Cyril Josh Barker | 2/28/2014, 11:59 a.m.
President Barack Obama announces his national "My Brother's Keeper" Initiative aimed at helping young Black and Latino males.

President Obama Speaks on the My Brother's Keeper Initiative

President Barack Obama has turned his focus on the nation's young men of color with the “My Brother’s Keeper” initiative.

At a press conference on Thursday at the White House, several young men and community leaders from around the nation stood with the President as he rolled out the plan. Obama met with foundation and business leaders as well as elected officials and senior administration officials to discuss the initiative.

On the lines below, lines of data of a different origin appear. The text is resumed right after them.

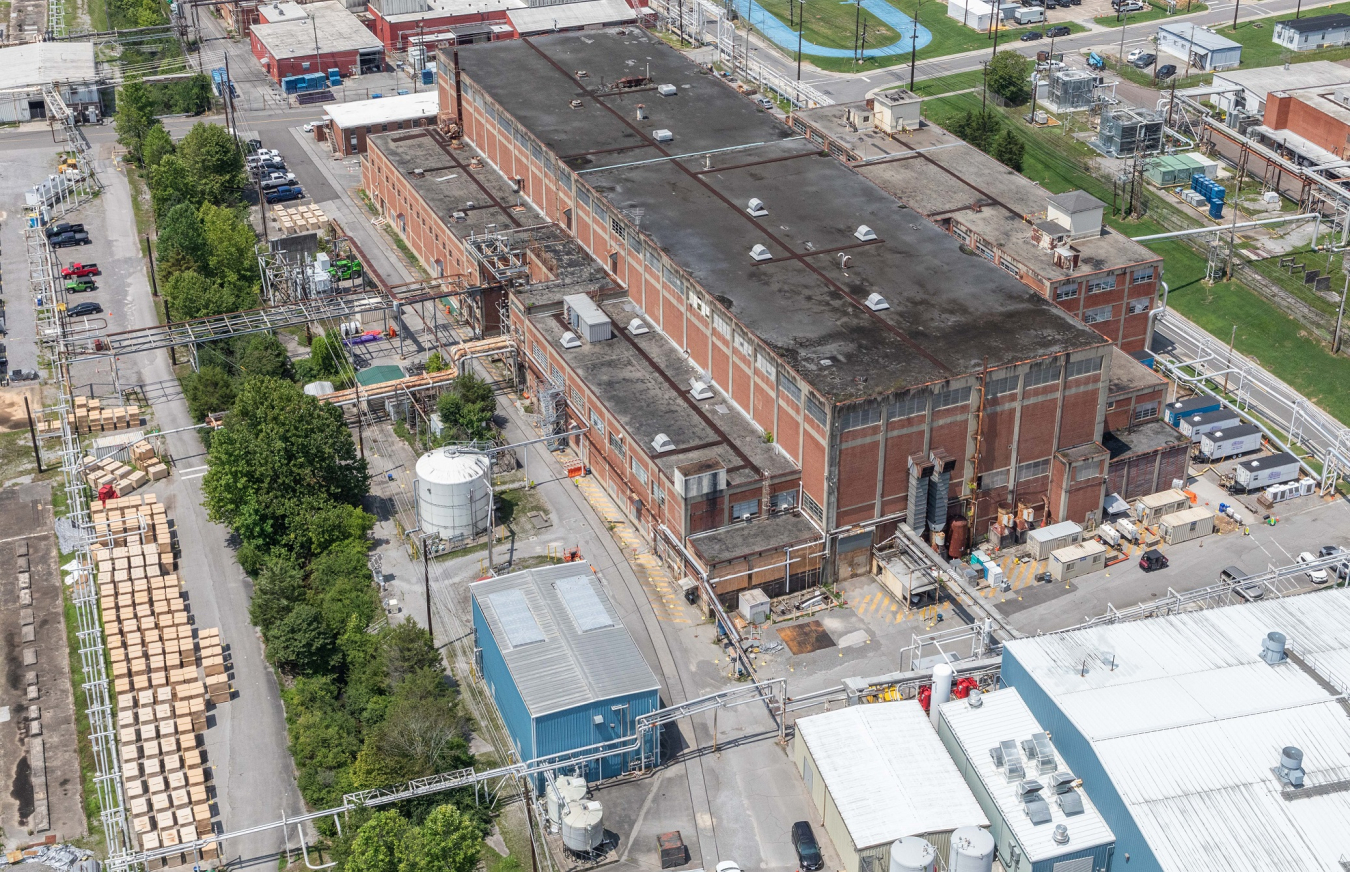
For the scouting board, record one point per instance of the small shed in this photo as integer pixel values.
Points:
(1150, 508)
(1053, 537)
(878, 772)
(1076, 560)
(1188, 524)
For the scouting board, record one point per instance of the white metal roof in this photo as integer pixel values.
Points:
(400, 108)
(888, 774)
(1003, 716)
(1190, 722)
(560, 16)
(570, 666)
(45, 62)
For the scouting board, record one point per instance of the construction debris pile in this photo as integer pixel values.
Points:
(165, 676)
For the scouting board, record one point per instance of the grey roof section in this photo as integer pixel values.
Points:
(801, 304)
(1076, 201)
(570, 667)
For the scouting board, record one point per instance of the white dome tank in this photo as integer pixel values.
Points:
(583, 826)
(972, 851)
(564, 790)
(913, 855)
(452, 492)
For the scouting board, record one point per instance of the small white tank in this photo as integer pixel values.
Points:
(562, 791)
(583, 826)
(913, 855)
(452, 492)
(972, 851)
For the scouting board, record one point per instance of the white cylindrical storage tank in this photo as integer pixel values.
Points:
(583, 826)
(563, 791)
(452, 492)
(972, 851)
(913, 855)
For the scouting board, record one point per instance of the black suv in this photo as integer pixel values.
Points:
(807, 849)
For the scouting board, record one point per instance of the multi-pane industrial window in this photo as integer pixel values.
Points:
(1038, 375)
(816, 409)
(864, 416)
(914, 404)
(955, 397)
(1083, 367)
(1033, 470)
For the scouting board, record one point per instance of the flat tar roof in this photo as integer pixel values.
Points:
(802, 303)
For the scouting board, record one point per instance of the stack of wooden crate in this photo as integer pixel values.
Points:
(165, 674)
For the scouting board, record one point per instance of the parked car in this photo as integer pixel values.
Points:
(65, 240)
(80, 270)
(1316, 577)
(807, 849)
(81, 309)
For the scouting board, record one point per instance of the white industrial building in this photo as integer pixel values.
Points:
(988, 737)
(24, 69)
(1210, 741)
(878, 772)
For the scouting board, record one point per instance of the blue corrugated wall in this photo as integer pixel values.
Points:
(502, 687)
(1077, 752)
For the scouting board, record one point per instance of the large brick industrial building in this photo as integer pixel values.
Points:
(743, 325)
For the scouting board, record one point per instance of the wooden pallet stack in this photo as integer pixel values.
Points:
(165, 672)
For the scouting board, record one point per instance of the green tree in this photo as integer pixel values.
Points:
(208, 390)
(266, 357)
(215, 161)
(181, 243)
(1010, 76)
(1009, 150)
(300, 643)
(277, 443)
(155, 145)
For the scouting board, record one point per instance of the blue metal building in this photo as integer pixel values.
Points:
(560, 666)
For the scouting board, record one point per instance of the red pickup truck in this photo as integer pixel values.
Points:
(80, 270)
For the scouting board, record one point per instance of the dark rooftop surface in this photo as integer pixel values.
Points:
(739, 540)
(632, 377)
(948, 312)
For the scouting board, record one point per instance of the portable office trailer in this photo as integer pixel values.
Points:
(1230, 442)
(1185, 525)
(1075, 560)
(1152, 508)
(1260, 473)
(1052, 537)
(1202, 423)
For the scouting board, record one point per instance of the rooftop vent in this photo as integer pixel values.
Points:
(1272, 648)
(1291, 767)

During a visit to Chicago, the President learned about several local initiatives aimed at helping young men of color succeed. In his speech on Thursday he discussed the “Becoming a Man” program in Chicago as an example of the many organizations across the nation building up Black and Latino youth

Former New York City Mayor Michael Bloomberg was also in attendance Thrusday and New York was highlighted for the its “Young Men's Initiative,” another example of the types of programs the President wants to support.

"Over the years, we’ve identified key moments in the life of a boy or a young man of color that will, more often than not, determine whether he succeeds, or falls through the cracks," Obama said. "We know the data. We know the statistics. And if we can focus on those key moments, those life-changing points in their lives, you can have a big impact; you can boost the odds for more of our kids."

Black males have a one in two chance of growing up without a father in the home while Latino males have a one in four chance, according to Obama. Black students are less likely than a white students to be able to read proficiently by the time they are in 4th grade. By high school, young men of color are more likely to have been suspended or expelled leading to a higher chance they will end up in the criminal justice system. Fewer young Black and Latino men participate in the labor force compared to young white men.

“And the worst part is we’ve become numb to these statistics,” Obama said. “We're not surprised by them. We take them as the norm. We just assume this is an inevitable part of American life, instead of the outrage that it is.”

Several foundations, including the Kellogg, Ford and Open Society Foundations, are supporting the call to action have already made investments, including $150 million in current spending. The President vowed to continue collaboration with the business sector and foundation community to build on their success and his call to action.

Over the next five years the foundations are seeking to invest at least $200 million, alongside additional investments from their peers in philanthropy and the business community, to find and rapidly spread solutions that have the highest potential to expand opportunity for boys and young men of color.